Requesting the activists to not sabotage the legal process by misinforming and sensationalising the issue, the post states that the chairperson spoke to the LGBTIQ community members who have raised genuine concerns and explained the issue and legal processes to them. “LGBTIQ community members expressed appreciation and understanding of the NC.”
One of the founding members of Rainbow Bhutan, Tashi Tsheten, said that the community was hopeful that the NC would see through the wisdom of what the National Assembly had so far done. “We understand that it’s a legal process and it will take time. For now, we need to be patient and hope for the best.”
On the petition, he said that it, including the comments, were not irrational and showed concerns and fears for the community.

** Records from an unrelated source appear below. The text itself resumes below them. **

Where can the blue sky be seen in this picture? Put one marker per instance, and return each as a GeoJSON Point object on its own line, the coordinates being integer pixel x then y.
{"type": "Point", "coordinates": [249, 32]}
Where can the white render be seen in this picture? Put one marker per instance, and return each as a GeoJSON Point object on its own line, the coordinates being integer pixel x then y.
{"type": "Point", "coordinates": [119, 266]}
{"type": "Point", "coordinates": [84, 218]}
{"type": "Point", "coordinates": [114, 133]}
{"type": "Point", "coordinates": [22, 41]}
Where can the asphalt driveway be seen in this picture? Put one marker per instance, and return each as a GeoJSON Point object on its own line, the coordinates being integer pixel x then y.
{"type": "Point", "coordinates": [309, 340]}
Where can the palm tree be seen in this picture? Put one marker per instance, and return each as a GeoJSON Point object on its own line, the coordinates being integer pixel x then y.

He said that it was not only the LGBTIQ community who was talking about the repeal. “Everyone is coming forward and talking about the repeal. Just a comment or post made on the recommendation by the legislative committee have gathered so much support for the community and we are glad this has happened so far.”
However, he said it was too early to say anything concretely about the issue. “But we are waiting for the decision on February 7 when they go to vote on the Penal Code Amendment Bill 2019.”
As of 9pm yesterday, 2,251 people had signed the petition.
“A lot of signing is happening because other people are sharing it asking their friends and relatives. The credit goes to everybody who is involved,” Namgay Zam said.